An Australian-made queer body-swapping sci-fi fantasy parable about sexuality, youth and disability? We're calling it: Pulse is officially the most interesting-sounding film in the MQFF lineup. It also has a premise worthy of smashing all of the aforementioned words together, with a disabled teenage boy undergoing a strange procedure that places him in the body of an able-bodied woman. It's all in the name of love — what else? — which is how you might feel about the end result. Screening in the high-profile festival centrepiece slot, Pulse also marks the debut of writer/actor Daniel Monks and director Stevie Cruz-Martin, which means it promises on-screen intrigue and off-screen talent galore.
There's plenty that can be said about I, Olga Hepnarova. It tells a chilling true tale in an immersive, engaging and stylistically interesting way, for starters. Oh, yes it does. Tackling the eponymous 22-year-old's murder spree and eventual execution, it's also far from upbeat viewing — but, even though the Czech effort delves into a stunning real-life crime, it's also perceptive and never sensationalist. Perhaps the strongest thing we can tell you is that, as lead actress Michalina Olszanska draws you into the mind of a loner turned killer in a mesmerising fashion, you won't forget your viewing experience in a hurry.
If The Intervention sounds familiar, that's okay. We've been keen for this one for a while. After screening at the 2016 Sundance Film Festival, Clea DuVall's directorial debut makes its way to Melbourne with a heap of familiar faces helping her riff on The Big Chill. With DuVall herself, Cobie Smulders, Alia Shawkat, Natasha Lyonne, Melanie Lynskey, Jason Ritter and Ben Schwartz along for the ride, that means a reunion is in the spotlight — and, as the title suggests, the kind of caring confrontation that doesn't always go down too well. If you need any more reasons to watch, and you shouldn't, Sara Quinn from Tegan and Sara provides the score.
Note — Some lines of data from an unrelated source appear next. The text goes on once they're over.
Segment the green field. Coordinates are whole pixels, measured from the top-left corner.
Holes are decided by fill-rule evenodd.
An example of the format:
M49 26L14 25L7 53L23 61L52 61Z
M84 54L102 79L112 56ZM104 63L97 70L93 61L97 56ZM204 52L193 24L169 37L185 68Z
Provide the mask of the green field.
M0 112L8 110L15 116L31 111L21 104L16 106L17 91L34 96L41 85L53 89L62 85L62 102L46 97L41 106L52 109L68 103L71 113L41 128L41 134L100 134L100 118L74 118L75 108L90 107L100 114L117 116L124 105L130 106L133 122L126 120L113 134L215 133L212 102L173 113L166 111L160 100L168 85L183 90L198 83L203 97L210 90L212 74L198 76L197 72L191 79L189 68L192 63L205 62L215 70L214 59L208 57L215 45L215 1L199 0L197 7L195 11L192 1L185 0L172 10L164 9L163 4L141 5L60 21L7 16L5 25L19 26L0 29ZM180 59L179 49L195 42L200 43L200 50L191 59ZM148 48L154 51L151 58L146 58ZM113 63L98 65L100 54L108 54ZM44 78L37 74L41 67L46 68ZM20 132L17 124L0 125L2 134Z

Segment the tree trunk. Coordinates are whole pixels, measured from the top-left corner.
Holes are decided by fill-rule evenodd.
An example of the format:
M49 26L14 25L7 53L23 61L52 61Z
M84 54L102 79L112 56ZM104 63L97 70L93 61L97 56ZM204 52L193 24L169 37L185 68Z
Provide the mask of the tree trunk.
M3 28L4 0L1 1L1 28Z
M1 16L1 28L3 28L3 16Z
With Taekwondo, two Argentinian talents well-versed in telling screen tales of lust and longing come together. Expect the results to pack a punch. In a film directed by Marco Berger and Martín Farina, sparks fly when the shy Germán accepts an invitation from his taekwondo teammate Fernando to join him on a summer getaway. Fernando's friends make Germán feel like part of the gang, but romance lingers beneath the male bonding — as do plenty of long, yearning looks, as well as a sensitive and intimate drama.
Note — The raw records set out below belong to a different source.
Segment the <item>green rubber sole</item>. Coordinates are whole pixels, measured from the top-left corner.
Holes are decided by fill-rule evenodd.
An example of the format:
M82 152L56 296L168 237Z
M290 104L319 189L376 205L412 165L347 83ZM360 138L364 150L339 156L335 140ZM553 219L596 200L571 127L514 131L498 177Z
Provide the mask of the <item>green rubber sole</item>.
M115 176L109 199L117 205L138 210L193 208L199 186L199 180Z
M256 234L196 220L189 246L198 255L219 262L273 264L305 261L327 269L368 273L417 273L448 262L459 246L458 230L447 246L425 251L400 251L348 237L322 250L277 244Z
You've seen one wedding-centric flick, you've seen them all, right? That's a line of thinking that's easy to slip into, but Irish bright light A Date for Mad Mary is here to prove otherwise. The titular Mad' Mary McArdle gets out of prison, heads home and gets bundled into being the maid-of-honour at her best friend's wedding, leaving her in need of a companion. A combination of heart and humour makes the finished product stand out, as does a star-making turn by Seána Kerslake.